Artificial Intelligence vs Computer Vision For Counting Applications
AI Vs Computer Vision Counting
Countculture promotes its approach to counting as being based on Computer Vision (CV). We often hear companies promoting their product as being better because it is based on Artificial Intelligence (AI). To many outside our industry, this is quite perplexing as they think of CV as either part of AI or an area that makes heavy use of AI. This paper is not going to delve into that discussion because the problem lies with companies describing their product as AI-based because it's currently an in-vogue marketing buzzword, instead of specifically saying their product is based on the use of neural networks. Instead, we will discuss the difference between the approach that Countculture uses based on background subtraction (BGS) and approaches based on neural networks. Along the way, we will reference SORT(1,2), a widely known neural network-based approach often touted as being state-of-the-art, to illustrate various points.
Let’s start with considering what is meant by being counted. The application area is counting objects, such as pedestrians or people on bicycles/scooters, who perform a particular action based on movement. For example, counting people entering or exiting a store. Or people walking along a footpath in different directions. Or mixed traffic doing so. To do this, we need the path the object took while in the field of view, that is, the object’s trajectory. And getting the trajectory of an object is a process called tracking. Because multiple objects can be in view simultaneously, the process is multi-object tracking (MOT).

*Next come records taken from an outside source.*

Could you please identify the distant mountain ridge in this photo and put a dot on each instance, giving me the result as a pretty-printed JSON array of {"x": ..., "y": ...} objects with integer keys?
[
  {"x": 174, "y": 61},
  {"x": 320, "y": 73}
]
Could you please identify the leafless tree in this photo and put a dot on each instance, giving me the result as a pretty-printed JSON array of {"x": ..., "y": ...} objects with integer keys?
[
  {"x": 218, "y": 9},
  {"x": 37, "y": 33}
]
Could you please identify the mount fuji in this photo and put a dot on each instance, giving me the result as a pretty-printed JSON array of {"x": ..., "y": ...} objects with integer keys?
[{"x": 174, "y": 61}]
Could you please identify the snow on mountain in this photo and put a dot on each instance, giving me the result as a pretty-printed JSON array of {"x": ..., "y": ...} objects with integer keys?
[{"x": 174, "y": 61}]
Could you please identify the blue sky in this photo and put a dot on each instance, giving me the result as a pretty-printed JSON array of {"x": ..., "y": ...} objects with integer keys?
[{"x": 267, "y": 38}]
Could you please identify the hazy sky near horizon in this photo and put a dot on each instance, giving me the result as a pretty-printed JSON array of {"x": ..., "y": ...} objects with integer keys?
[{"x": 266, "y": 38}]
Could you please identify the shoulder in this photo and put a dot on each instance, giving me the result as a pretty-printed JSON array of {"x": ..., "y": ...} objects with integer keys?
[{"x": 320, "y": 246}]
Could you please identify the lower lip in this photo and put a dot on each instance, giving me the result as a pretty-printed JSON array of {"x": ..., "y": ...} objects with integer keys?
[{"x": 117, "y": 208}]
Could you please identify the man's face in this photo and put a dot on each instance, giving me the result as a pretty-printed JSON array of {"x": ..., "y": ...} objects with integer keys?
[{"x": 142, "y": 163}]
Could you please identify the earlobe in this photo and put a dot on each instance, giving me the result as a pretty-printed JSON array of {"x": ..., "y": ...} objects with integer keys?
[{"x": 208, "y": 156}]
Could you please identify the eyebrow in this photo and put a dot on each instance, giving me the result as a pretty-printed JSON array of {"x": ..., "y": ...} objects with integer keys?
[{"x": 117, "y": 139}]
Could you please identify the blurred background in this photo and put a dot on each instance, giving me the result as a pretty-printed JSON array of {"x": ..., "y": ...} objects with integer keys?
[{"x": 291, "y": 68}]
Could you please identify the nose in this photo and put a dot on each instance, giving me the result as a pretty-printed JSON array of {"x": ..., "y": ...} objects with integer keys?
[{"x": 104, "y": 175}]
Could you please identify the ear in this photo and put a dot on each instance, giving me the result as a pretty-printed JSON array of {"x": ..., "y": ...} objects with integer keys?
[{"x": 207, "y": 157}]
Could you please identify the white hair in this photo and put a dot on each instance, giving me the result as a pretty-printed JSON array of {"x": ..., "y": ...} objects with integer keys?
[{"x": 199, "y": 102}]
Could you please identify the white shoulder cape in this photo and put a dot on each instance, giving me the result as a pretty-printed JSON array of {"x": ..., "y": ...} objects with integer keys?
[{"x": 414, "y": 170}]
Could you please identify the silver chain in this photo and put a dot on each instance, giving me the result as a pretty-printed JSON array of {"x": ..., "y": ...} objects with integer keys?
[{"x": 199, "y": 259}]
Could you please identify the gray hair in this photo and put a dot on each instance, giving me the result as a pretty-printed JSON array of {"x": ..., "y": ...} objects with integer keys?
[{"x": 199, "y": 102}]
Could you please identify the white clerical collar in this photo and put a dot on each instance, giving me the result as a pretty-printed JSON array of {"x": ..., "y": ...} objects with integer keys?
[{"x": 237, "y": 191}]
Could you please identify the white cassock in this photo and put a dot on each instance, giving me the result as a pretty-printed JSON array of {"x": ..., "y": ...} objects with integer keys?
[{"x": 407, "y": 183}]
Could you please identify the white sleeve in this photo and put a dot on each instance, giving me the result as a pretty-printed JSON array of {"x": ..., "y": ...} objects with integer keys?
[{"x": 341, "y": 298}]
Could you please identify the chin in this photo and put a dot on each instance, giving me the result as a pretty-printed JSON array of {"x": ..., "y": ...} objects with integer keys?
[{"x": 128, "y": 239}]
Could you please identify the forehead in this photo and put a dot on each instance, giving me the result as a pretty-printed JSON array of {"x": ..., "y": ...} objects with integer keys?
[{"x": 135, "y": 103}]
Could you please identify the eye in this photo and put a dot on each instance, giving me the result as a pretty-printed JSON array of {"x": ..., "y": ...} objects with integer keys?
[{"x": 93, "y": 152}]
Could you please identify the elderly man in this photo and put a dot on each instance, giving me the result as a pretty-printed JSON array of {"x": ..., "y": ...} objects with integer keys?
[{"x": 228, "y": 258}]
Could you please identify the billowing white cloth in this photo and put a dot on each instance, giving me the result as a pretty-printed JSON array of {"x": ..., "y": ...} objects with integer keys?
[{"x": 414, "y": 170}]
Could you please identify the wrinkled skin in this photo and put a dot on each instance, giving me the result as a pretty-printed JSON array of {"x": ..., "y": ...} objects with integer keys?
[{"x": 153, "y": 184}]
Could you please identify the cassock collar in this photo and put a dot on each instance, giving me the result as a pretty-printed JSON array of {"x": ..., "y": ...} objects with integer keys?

We will only consider the situation where a sequence of measurements is available at discrete points in time. Such as you would get from processing frames in a video. This is also common in other MOT applications, though, such as the sequence of measurements generated by radar sweeps. In fact, while tracking algorithms existed prior to it, much of the automated tracking algorithm development resulted from radar processing, such as for military applications and early air-traffic control (until the latter engineered out the problems by requiring aircraft to have identification transponders). So given the sequence of measurements over time, we need to identify those that were generated by the same object, thus giving its trajectory. We will further restrict the discussion to one-shot state-based filtering algorithms. If we think of the measurements as having a discrete time index t, then state-based means we define the state at time t for a given object, which is some representation of all the measurements from that object at times up to and including time t. In the simplest cases, the state could be the sequence of measurements for the object up to and including time t. Filtering means we restrict attention to those algorithms that take the state of all objects at time t, plus the new measurements at time t+1, and from those along, estimate the new state of all objects at time t+1. This involves, in some sense, making an association between each object with zero, one, or more of the measurements at time t+1. The one-shot refers to making a hard decision about that association. SORT fits into this class of algorithms. The Countculture tracker is close but contains elements that are not one-shot.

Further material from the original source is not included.